The Chicago International Film Festival has announced a lineup of 111 features and seventy shorts, a selection of some of the most talked-about films of the year as well as a good number of premieres. The sixty-first edition runs from October 15 through 26, and we’ll be there! Chicagoans will find the Criterion Mobile Closet at NEWCITY Lincoln Park during the first weekend of the festival, October 17 through 19.
- On the occasion of Chantal Akerman: The Long View, the MoMA retrospective running through October 16, Film Comment has republished Patricia Patterson and Manny Farber’s 1977 piece on Jeanne Dielman (1975). “If there is a key question at the heart of Akerman’s incredibly varied and deeply personal body of work,” writes David Schwartz for Notebook, “it is this: How does one find their place in the world?” 4Columns film editor Melissa Anderson writes about a pair of films screening on September 28 and October 2, I’m Hungry, I’m Cold (1984) and Portrait of a Young Girl at the End of the 1960s in Brussels (1994). “Never interested in explaining lesbian desire,” writes Anderson, “Akerman instead depicted, sometimes elliptically but always indelibly, its pull, its ways of sating the starved.”

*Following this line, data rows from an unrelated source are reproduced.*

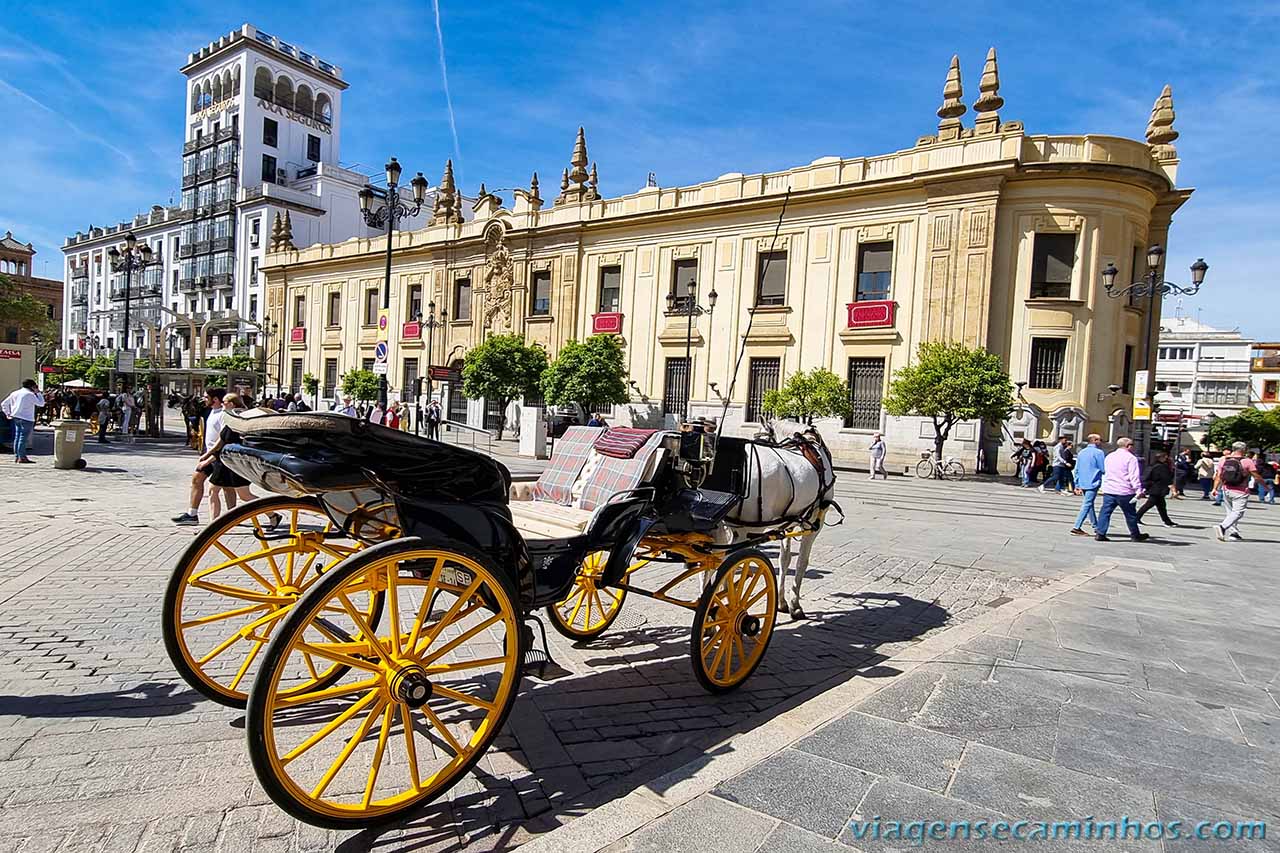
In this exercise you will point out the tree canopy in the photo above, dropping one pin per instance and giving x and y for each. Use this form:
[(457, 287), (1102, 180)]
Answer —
[(1260, 429), (950, 383), (590, 372), (804, 396), (503, 368), (360, 384)]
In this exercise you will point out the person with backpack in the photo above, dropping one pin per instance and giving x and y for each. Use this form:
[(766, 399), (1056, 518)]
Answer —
[(1235, 473)]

- Laurent Kretzschmar has posted two new translations of texts by the renowned critic and editor Serge Daney. Raúl Ruiz’s films are “stories, and they have an initiatory character,” wrote Daney in a piece for Libération in 1984. “Finished, rigged, nested, or malevolent, they possess a mad charm.” And in an excerpt from an essay on Maurice Pialat that ran in a 1992 issue of Trafic, Daney observed that the “most beautiful ‘secondary’ characters in cinema (and only the secondary ones are beautiful) are those who, between two appearances on screen, give the impression of having lived, got some fresh air, taken on color, taken their time. They are like clouds in shots of the sky: not made to ‘stick around.’ It’s for others to stay: the stars, the extras.”

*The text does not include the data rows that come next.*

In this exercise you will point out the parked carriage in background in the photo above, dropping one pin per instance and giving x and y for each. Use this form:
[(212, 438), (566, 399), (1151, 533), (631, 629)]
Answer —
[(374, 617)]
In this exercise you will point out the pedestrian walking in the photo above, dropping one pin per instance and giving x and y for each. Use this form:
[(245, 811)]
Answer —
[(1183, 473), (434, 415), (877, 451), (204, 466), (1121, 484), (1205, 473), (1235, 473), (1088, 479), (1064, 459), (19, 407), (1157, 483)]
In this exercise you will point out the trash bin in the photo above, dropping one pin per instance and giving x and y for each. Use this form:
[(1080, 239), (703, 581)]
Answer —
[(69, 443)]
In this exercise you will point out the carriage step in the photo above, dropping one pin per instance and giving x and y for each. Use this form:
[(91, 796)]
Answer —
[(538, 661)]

- The new Film Quarterly features a freely accessible interview with Errol Morris as well as articles on Pauline Kael and the “rebranding” of Pamela Anderson. Most recently, Anderson has appeared alongside Liam Neeson in Akiva Schaffer’s The Naked Gun, in which Neeson’s Frank Drebin Jr. attempts to thwart the plans of an evil billionaire (Danny Huston). “It’s not just that the tech bro villain is by now cliché,” writes John Semley in the Baffler, “it’s that they seem to have supplanted any alternative. You don’t much see movies where America’s real-life antagonists get bopped in the nose, smacked in the nutsack, or poked-in-the-eyes anymore. Wherefore the Stooges of yesteryear?”
- The Guardian’s Steve Rose talks with Mike Figgis about Megadoc, his film about the making of Megalopolis, a project Francis Ford Coppola had been intermittently working on for thirty years before it premiered in Cannes last year. For the New Yorker’s Richard Brody, Megadoc is “a fascinating, inspiring view of a filmmaker whose methods are as boldly original as his movie.” Figgis tells Rose that “all the really good docs about filmmaking have been stories about disasters, so every time something negative happened I was thinking: ‘Oh, that’s good for the documentary.’” Figgis adds that Coppola’s process “has always been one of experimentation and actually, putting that into perspective, who else is doing that? Nobody. Whether you like the film or you don’t like the film, no one of that stature is doing it.”
- At Club Ciné, film and theater director Nadia Latif (The Man in My Basement) discusses one of her favorite films, Mira Nair’s Monsoon Wedding (2001). “For me, growing up in Sudan, a Muslim country, weddings are where we connect; they’re social occasions, moments of excess and the rest.” Monsoon Wedding is “quietly radical as it attempts to unpack something totally familiar . . . I’m incapable of watching it without sobbing, not because it’s sad, because it’s so full of humanity. And actually, I think that we could do with more uncynical filmmaking. We talk about ‘entertaining’ and ‘sentimental,’ like they’re bad things but we all love it . . . I’ve probably seen this film over a hundred times.”